Ich hab mein Sach Gott heimgestellt BWV 1113 - Track 3
De vroegste koraalbewerkingen van Bach zijn niet exact te
dateren, zodat een chronologie moeilijk te bewijzen is. Daarom heb ik ervoor
gekozen om de koralen per scheppingsperiode in thematische rubrieken onder te
verdelen. Voor de periode rond 1699 zijn dat de rubrieken Leven en dood, Kerst,
Oud- en Nieuwjaar en de Passietijd.
De dood en de vergankelijkheid is een thema waarmee Bach al
op jonge leeftijd in aanraking kwam: een broertje overleed, maar ook zijn beide
ouders was hij al op 9-jarige leeftijd kwijt. Verklaart dat de melancholie in
zijn vroege werken?
Het eerste koraal in de rubriek Leven en dood is een
bewerking van Ich hab mein Sach Gott heimgestellt. De melodie is een oud
wereldlijk liedje van rond 1500, waarop aan het eind van de 16de
eeuw een geestelijke tekst is gezet.
De tekst is hier te vinden:
Deze tekst spreekt over de berusting in de
wil van God dat alle mensen sterfelijk zijn. We horen in de muziek drie
duidelijke elementen: een vrije inleiding en tussenspelen (gespeeld op een
combinatie met de Bärpfeife 8 van het Rugwerk, een bijzonder fraai kortbekerig tongwerk),
de koraalregels zelf (gespeeld op de Prestant 8’ van het Hoofdwerk), en korte
echo’s, die onmiddellijk klinken na de koraalregels (gespeeld op de iets
intiemere Vioolprestant 8’ van het Bovenwerk).
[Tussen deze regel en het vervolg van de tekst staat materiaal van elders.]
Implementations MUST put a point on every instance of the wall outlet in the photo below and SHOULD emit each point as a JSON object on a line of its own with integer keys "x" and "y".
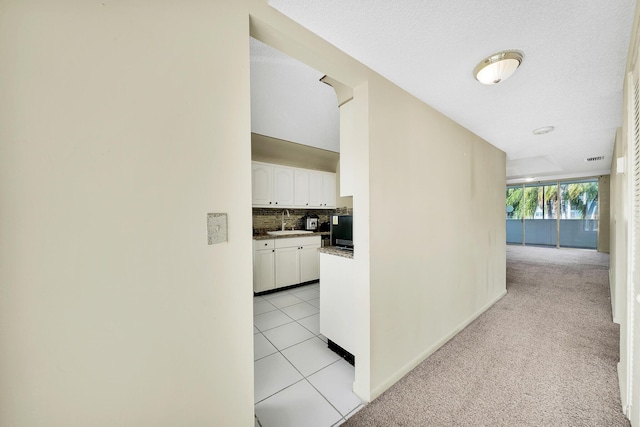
{"x": 216, "y": 228}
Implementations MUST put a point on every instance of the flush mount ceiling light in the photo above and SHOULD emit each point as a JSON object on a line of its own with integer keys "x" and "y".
{"x": 498, "y": 67}
{"x": 543, "y": 130}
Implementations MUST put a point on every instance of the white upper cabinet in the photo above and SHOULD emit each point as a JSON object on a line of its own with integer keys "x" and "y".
{"x": 301, "y": 188}
{"x": 262, "y": 184}
{"x": 329, "y": 190}
{"x": 287, "y": 187}
{"x": 322, "y": 189}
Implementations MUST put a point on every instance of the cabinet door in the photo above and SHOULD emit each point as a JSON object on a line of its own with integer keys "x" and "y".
{"x": 329, "y": 190}
{"x": 309, "y": 263}
{"x": 287, "y": 266}
{"x": 315, "y": 189}
{"x": 283, "y": 186}
{"x": 261, "y": 184}
{"x": 301, "y": 187}
{"x": 263, "y": 270}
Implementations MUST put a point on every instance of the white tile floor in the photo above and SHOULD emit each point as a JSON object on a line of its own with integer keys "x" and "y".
{"x": 298, "y": 380}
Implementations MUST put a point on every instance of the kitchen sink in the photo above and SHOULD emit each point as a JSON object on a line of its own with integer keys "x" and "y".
{"x": 288, "y": 232}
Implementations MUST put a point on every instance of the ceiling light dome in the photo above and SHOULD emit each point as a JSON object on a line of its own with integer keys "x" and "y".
{"x": 498, "y": 67}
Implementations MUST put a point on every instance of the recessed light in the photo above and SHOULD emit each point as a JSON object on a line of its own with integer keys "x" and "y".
{"x": 498, "y": 67}
{"x": 543, "y": 130}
{"x": 594, "y": 159}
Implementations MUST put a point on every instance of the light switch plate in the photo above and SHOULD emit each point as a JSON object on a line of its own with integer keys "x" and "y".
{"x": 216, "y": 228}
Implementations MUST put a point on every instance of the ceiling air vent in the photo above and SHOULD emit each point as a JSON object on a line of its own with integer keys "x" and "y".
{"x": 594, "y": 159}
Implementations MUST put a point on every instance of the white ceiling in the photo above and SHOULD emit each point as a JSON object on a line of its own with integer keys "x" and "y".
{"x": 571, "y": 77}
{"x": 289, "y": 102}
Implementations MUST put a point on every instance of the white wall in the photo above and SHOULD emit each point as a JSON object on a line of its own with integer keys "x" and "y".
{"x": 437, "y": 230}
{"x": 620, "y": 233}
{"x": 123, "y": 124}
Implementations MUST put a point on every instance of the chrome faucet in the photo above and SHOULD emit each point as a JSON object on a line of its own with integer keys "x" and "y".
{"x": 284, "y": 223}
De tussenspelen zijn over het algemeen wat energieker van
karakter (met gepuncteerde ritmes) dan de zetting van de koraalmelodie zelf (hier
en daar zelfs bijzonder chromatisch). Was Bach al bezig met tekstuitbeelding,
hier wellicht om de tegenstelling tussen het ‘vandaag zijn wij fris en gezond’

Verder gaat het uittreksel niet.